According to the Food and Agriculture Organization of the United Nations, forests provide more than 86 million green jobs and support the livelihoods of many more people. An estimated 880 million people worldwide spend part of their time collecting fuelwood or producing charcoal, many of them women. Human populations tend to be low in areas of low-income countries with high forest cover and high forest biodiversity, but poverty rates in these areas tend to be high. Some 252 million people living in forests and savannahs have incomes of less than USD 1.25 per day.

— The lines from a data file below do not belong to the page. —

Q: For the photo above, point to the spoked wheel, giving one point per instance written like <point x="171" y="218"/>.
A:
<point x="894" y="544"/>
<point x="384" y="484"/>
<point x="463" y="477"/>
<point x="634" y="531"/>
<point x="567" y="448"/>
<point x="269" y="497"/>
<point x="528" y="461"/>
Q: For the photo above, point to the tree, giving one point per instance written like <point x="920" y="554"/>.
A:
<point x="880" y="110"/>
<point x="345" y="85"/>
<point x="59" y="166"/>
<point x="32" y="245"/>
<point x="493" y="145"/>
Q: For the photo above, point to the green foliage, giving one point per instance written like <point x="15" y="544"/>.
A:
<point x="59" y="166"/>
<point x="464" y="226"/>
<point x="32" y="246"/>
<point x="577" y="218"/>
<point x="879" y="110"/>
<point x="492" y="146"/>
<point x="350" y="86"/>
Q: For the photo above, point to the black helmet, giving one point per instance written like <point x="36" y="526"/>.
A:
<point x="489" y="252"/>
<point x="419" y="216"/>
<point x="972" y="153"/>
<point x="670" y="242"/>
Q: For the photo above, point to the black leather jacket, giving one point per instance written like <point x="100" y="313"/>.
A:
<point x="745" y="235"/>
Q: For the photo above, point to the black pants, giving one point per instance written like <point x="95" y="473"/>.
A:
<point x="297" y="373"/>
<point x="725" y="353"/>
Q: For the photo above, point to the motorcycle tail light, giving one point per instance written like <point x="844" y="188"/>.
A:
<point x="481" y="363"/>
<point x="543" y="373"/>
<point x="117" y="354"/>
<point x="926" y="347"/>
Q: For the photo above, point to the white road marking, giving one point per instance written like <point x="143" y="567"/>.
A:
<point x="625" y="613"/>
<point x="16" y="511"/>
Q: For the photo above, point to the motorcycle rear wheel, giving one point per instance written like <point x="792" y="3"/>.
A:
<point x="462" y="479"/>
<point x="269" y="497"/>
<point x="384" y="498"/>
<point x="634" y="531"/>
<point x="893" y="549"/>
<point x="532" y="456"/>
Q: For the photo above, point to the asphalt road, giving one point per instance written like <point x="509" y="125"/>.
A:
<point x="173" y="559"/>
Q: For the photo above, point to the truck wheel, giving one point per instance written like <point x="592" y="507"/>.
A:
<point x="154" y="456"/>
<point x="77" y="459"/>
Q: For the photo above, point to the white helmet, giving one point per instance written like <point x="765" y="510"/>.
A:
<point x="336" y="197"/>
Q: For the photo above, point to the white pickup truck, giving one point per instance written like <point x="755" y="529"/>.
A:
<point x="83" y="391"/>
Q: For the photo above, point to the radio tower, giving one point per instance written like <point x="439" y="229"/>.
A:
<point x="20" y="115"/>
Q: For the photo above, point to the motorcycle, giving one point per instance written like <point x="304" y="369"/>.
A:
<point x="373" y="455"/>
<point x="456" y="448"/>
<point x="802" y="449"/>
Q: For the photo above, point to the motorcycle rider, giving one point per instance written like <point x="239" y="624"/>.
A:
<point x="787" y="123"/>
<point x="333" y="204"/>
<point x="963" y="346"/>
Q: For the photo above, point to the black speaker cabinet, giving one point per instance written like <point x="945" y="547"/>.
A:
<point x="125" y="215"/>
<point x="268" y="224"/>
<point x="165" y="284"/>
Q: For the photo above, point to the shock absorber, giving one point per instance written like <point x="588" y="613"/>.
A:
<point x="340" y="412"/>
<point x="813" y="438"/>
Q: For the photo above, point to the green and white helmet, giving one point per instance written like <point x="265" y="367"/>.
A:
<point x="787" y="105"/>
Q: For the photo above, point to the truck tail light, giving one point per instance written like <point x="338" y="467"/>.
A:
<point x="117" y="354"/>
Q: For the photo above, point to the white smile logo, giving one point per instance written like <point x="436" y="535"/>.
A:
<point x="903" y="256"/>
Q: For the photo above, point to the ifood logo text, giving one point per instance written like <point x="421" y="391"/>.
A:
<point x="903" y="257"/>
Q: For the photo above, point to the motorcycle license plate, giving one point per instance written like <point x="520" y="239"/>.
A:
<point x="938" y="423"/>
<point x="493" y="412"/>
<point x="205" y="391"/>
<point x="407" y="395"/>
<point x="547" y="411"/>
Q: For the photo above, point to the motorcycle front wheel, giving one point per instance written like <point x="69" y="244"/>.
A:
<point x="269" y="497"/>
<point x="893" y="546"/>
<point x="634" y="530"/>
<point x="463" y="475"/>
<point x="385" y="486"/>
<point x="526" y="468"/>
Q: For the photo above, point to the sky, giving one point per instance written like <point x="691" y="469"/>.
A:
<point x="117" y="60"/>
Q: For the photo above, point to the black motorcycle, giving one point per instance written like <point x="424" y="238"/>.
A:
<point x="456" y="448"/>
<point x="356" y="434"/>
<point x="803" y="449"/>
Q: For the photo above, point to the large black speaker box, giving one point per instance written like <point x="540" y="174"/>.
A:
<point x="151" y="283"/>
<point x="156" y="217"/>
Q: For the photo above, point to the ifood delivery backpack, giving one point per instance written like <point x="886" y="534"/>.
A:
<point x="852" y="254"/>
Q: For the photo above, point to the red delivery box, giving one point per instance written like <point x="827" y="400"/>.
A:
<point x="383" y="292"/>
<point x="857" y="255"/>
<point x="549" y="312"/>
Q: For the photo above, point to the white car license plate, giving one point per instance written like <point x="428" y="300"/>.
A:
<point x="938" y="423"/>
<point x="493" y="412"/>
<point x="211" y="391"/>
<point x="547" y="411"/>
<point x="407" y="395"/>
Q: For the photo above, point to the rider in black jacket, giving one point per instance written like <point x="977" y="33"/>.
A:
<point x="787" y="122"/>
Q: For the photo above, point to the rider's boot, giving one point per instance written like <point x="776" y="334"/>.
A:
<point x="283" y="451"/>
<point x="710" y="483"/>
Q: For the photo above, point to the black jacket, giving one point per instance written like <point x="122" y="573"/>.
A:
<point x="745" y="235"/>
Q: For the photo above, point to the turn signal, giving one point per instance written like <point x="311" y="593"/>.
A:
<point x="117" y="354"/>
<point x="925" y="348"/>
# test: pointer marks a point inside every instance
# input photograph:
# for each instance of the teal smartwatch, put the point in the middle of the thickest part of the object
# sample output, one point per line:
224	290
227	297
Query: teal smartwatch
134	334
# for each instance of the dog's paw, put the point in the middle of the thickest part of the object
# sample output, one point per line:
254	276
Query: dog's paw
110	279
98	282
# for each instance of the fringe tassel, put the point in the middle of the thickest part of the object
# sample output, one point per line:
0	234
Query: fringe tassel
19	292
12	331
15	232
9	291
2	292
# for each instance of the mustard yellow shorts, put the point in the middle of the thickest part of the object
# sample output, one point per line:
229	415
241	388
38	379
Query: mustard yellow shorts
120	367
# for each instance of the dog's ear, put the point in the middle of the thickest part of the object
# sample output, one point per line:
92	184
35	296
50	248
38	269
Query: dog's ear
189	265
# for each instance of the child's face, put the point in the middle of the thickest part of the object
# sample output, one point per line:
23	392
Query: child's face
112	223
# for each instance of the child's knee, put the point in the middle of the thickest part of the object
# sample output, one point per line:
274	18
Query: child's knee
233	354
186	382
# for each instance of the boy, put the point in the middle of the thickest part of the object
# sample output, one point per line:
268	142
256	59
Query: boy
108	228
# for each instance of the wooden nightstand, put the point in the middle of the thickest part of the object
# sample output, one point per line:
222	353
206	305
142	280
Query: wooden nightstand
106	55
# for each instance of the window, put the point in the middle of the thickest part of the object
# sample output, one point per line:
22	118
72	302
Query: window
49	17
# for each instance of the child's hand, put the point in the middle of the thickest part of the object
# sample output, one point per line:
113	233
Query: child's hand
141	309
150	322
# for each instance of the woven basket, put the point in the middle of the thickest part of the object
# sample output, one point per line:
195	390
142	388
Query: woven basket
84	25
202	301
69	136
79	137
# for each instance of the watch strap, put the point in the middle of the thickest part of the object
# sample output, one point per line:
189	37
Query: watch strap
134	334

=== Green building designers ===
Design buildings (they can be homes, offices, schools, hospitals, or any other type of building) that in their design, construction or operation, reduce or eliminate negative impacts, and can create positive impacts, on our climate and natural environment. They also try to reduce negative environmental impacts in terms of reducing the contributions to landfill.

=== Marine biologist ===
Analyse the interplay of marine life (animals and plants) with coastal areas and the atmosphere. Marine biologists play a crucial role in measuring the impact of climate change on the world's oceans and overall ocean environmental health.

=== Recycling worker ===
In a typical recycling plant (MRF), the workers are sort labourers, equipment operators, managers (various levels) and maintenance mechanics. Also included are drivers who collect the recyclate from residential, commercial, and non-hazardous industrial sources. Sort labourers 'clean' the stream at various stages of the mechanized sortation process to prevent equipment stoppages and produce bales acceptable to the remanufacturing sector depending on the commodity (metal, paper, cardboard, plastics, etc.). Equipment operators operate heavy equipment designed to help with processes around the plant. Typical equipment includes skid-steers (For cleaning up and moving large amounts of material to bale), forklifts (to move bales and containers of material to places within the plant collected from the sortation process). Managers typically manage the operations/sales and human resources of the MRF so the sortation process requiring sorters and equipment operators runs properly day to day. Maintenance mechanics work to ensure all equipment works properly (such as unjamming a conveyor or fixing electronic equipment associated with the sortation process).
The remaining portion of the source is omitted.